The data was then scaled to values between -1 and 1 using MinMaxScaler, and the values saved to invert the scaling. This is a crucial step to ensure that our model has the smallest weights possible.

The way time series forecasting works in supervised learning is it assigns labels to groups of features the size of the lookback. If we have the time series

[10, 20, 30, 40, 50, 60]

and we want to determine the next item from the last 3, we would train the neural network on the data:

[10, 20, 30] -> [40]
[20, 30, 40] -> [50]
[30, 40, 50] -> [60]

The easiest way to transform a table of data into this format is to use Keras’ TimeseriesGenerator, which does all the boilerplate work for you! We will split the data into 70% train and 30% test.

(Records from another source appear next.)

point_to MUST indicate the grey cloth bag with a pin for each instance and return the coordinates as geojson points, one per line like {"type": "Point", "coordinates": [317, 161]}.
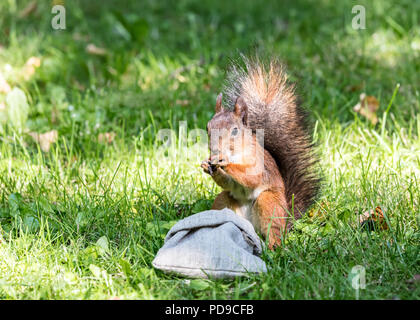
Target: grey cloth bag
{"type": "Point", "coordinates": [212, 243]}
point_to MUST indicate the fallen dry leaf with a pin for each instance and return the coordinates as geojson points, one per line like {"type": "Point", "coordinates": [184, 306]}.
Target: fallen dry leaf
{"type": "Point", "coordinates": [106, 137]}
{"type": "Point", "coordinates": [45, 139]}
{"type": "Point", "coordinates": [183, 102]}
{"type": "Point", "coordinates": [4, 86]}
{"type": "Point", "coordinates": [29, 9]}
{"type": "Point", "coordinates": [367, 107]}
{"type": "Point", "coordinates": [92, 49]}
{"type": "Point", "coordinates": [372, 218]}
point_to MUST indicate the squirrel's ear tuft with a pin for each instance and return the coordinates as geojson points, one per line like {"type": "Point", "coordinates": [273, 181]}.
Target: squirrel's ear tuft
{"type": "Point", "coordinates": [219, 107]}
{"type": "Point", "coordinates": [241, 109]}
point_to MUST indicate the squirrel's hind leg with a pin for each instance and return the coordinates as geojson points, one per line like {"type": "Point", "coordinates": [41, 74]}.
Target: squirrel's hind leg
{"type": "Point", "coordinates": [270, 207]}
{"type": "Point", "coordinates": [225, 200]}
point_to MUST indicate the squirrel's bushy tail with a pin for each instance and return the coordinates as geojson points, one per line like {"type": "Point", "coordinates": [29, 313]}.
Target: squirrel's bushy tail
{"type": "Point", "coordinates": [272, 106]}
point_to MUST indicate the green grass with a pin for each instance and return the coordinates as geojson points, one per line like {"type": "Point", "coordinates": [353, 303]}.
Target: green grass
{"type": "Point", "coordinates": [85, 219]}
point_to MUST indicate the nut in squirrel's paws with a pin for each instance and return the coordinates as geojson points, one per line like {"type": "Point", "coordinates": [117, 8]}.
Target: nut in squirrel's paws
{"type": "Point", "coordinates": [212, 165]}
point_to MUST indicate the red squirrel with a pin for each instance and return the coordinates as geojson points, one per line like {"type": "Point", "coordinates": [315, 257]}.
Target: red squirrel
{"type": "Point", "coordinates": [270, 181]}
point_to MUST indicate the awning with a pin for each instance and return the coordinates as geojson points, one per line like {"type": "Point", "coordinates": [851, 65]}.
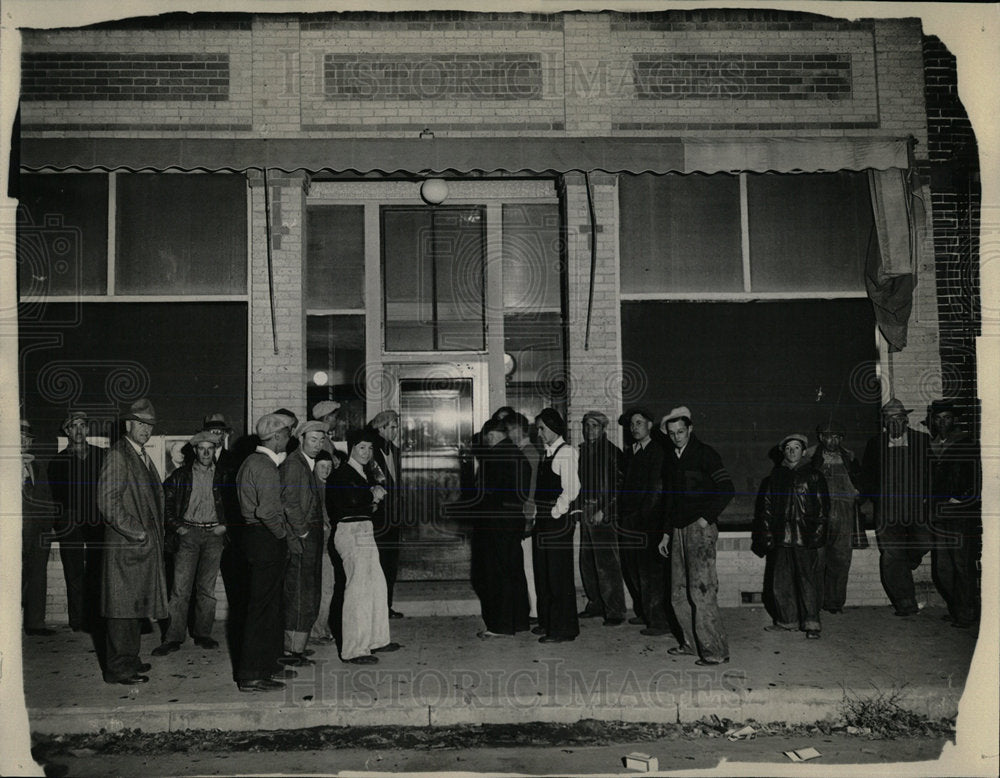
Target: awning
{"type": "Point", "coordinates": [415, 156]}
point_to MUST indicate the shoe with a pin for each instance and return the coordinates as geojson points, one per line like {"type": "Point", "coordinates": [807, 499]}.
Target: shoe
{"type": "Point", "coordinates": [363, 660]}
{"type": "Point", "coordinates": [132, 680]}
{"type": "Point", "coordinates": [295, 660]}
{"type": "Point", "coordinates": [262, 685]}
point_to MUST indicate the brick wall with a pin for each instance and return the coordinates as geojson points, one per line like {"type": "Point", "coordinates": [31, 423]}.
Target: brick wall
{"type": "Point", "coordinates": [955, 195]}
{"type": "Point", "coordinates": [596, 377]}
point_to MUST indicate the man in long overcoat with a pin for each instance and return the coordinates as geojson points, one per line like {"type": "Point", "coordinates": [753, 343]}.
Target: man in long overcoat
{"type": "Point", "coordinates": [134, 583]}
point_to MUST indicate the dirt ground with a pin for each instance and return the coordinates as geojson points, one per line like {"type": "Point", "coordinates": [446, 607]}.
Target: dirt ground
{"type": "Point", "coordinates": [584, 748]}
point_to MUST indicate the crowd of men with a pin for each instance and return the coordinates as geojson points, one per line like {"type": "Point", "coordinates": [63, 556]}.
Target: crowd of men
{"type": "Point", "coordinates": [136, 548]}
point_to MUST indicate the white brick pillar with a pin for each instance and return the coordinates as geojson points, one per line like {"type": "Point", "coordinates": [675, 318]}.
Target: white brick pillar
{"type": "Point", "coordinates": [595, 363]}
{"type": "Point", "coordinates": [277, 350]}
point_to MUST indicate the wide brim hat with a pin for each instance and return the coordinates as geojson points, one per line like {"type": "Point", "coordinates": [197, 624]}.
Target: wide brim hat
{"type": "Point", "coordinates": [141, 410]}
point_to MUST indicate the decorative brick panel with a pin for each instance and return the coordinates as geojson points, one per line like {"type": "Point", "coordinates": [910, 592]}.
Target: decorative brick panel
{"type": "Point", "coordinates": [432, 76]}
{"type": "Point", "coordinates": [76, 75]}
{"type": "Point", "coordinates": [742, 76]}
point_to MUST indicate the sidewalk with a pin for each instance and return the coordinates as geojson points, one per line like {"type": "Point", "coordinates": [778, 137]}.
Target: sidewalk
{"type": "Point", "coordinates": [446, 675]}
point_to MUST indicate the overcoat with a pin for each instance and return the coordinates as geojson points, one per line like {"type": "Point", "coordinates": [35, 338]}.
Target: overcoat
{"type": "Point", "coordinates": [130, 497]}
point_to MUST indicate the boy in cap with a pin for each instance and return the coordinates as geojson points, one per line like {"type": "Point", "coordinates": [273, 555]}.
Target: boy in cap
{"type": "Point", "coordinates": [697, 489]}
{"type": "Point", "coordinates": [645, 571]}
{"type": "Point", "coordinates": [73, 476]}
{"type": "Point", "coordinates": [196, 523]}
{"type": "Point", "coordinates": [842, 472]}
{"type": "Point", "coordinates": [263, 538]}
{"type": "Point", "coordinates": [894, 475]}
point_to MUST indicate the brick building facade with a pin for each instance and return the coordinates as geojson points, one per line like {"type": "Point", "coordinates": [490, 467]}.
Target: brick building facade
{"type": "Point", "coordinates": [657, 201]}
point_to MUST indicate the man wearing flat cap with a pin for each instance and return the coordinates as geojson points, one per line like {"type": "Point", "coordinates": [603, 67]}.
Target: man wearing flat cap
{"type": "Point", "coordinates": [645, 571]}
{"type": "Point", "coordinates": [196, 524]}
{"type": "Point", "coordinates": [697, 487]}
{"type": "Point", "coordinates": [263, 538]}
{"type": "Point", "coordinates": [134, 583]}
{"type": "Point", "coordinates": [894, 474]}
{"type": "Point", "coordinates": [303, 501]}
{"type": "Point", "coordinates": [956, 511]}
{"type": "Point", "coordinates": [73, 475]}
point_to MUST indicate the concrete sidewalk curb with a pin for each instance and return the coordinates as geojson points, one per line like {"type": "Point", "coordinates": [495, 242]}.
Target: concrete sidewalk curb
{"type": "Point", "coordinates": [791, 706]}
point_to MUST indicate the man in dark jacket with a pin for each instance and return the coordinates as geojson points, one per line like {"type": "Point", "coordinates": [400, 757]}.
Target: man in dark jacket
{"type": "Point", "coordinates": [697, 488]}
{"type": "Point", "coordinates": [794, 515]}
{"type": "Point", "coordinates": [79, 529]}
{"type": "Point", "coordinates": [600, 563]}
{"type": "Point", "coordinates": [387, 466]}
{"type": "Point", "coordinates": [134, 582]}
{"type": "Point", "coordinates": [895, 472]}
{"type": "Point", "coordinates": [195, 523]}
{"type": "Point", "coordinates": [498, 562]}
{"type": "Point", "coordinates": [644, 569]}
{"type": "Point", "coordinates": [956, 507]}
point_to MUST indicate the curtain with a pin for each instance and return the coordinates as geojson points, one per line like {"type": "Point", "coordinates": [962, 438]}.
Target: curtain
{"type": "Point", "coordinates": [893, 250]}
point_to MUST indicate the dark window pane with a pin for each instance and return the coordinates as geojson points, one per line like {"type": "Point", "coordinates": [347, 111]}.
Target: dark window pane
{"type": "Point", "coordinates": [754, 372]}
{"type": "Point", "coordinates": [531, 256]}
{"type": "Point", "coordinates": [181, 234]}
{"type": "Point", "coordinates": [433, 277]}
{"type": "Point", "coordinates": [177, 358]}
{"type": "Point", "coordinates": [335, 258]}
{"type": "Point", "coordinates": [808, 232]}
{"type": "Point", "coordinates": [335, 367]}
{"type": "Point", "coordinates": [680, 233]}
{"type": "Point", "coordinates": [62, 234]}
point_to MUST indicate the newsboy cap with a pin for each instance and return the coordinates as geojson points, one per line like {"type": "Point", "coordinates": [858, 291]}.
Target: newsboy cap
{"type": "Point", "coordinates": [201, 437]}
{"type": "Point", "coordinates": [269, 424]}
{"type": "Point", "coordinates": [141, 410]}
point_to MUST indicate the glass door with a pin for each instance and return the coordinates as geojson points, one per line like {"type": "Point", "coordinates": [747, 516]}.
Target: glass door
{"type": "Point", "coordinates": [440, 407]}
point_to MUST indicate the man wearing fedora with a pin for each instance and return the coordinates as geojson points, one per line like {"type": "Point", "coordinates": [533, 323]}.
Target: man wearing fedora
{"type": "Point", "coordinates": [130, 496]}
{"type": "Point", "coordinates": [640, 503]}
{"type": "Point", "coordinates": [895, 478]}
{"type": "Point", "coordinates": [697, 487]}
{"type": "Point", "coordinates": [955, 511]}
{"type": "Point", "coordinates": [303, 500]}
{"type": "Point", "coordinates": [196, 524]}
{"type": "Point", "coordinates": [73, 475]}
{"type": "Point", "coordinates": [264, 540]}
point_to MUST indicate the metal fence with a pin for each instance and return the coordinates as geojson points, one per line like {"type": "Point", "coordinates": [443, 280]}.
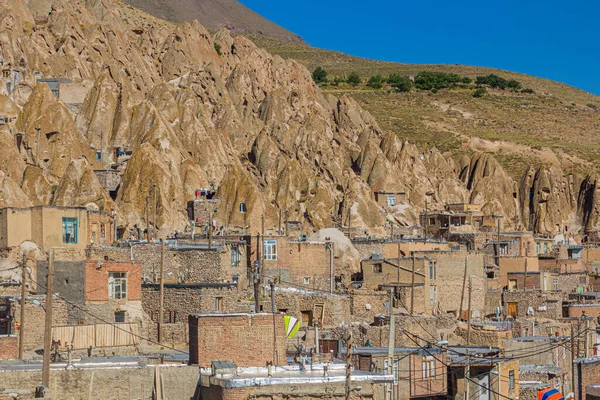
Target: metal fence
{"type": "Point", "coordinates": [97, 335]}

train_size = int(len(dataset_y) * 0.7)
train_x, train_y = dataset_x[:train_size], dataset_y[:train_size]
test_x, test_y = dataset_x[train_size:], dataset_y[train_size:]# look at a weeks worth of data and predict the next day
generator = TimeseriesGenerator(train_x, train_y, length=7, shuffle=False, batch_size=1)
validation_gen = TimeseriesGenerator(test_x, test_y, length=7, shuffle=False, batch_size=1)

Deep-learning models

I loved the idea of using a 1D CNN for time-series forecasting — it is a very elegant and intuitive technique. Nils Ackermann did an amazing introduction to 1D CNNs which I highly recommend. Instead of the usual 2D CNN with 2 width dimensions and 3 (for RGB) depth channels, we will use a 1D CNN with 1 width dimension (time) and 9 depth channels, one for each feature.

model = Sequential()
model.add(Conv1D(filters=8, kernel_size=3, activation=”relu”, padding=”same”, input_shape=(7, 9)))
model.add(Flatten())
model.add(Dense(8, activation=”relu”))
model.add(Dense(1, activation=”tanh”))
model.compile(loss=”mse”, optimizer=optimizers.Adam())
model.fit_generator(generator, epochs=25, validation_data=validation_gen, verbose=1)

Results

Prediction in red, actual in green

This is a pretty good result! It predicted large price movements during the bull run in late 2017, using stock data and r/bitcoin subscriber count alone. Although it doesn’t appear to suffer from the deadly f(t+1) = f(t) bug, it is probably overfitting and would not turn a profit in real life trading (yet).

Conclusions

Convolutional neural networks are not limited to image classification, and have been shown to be effective at multivariate time series forecasting.
I believe improvements to this model will come from more sentiment analysis, like tweet volume, google trends, and news article processing (maybe with NLP to determine bullish/bearish attitudes).
Hype aside, deep learning is an incredibly useful **tool** that can assist in finding order in otherwise overwhelming chaos.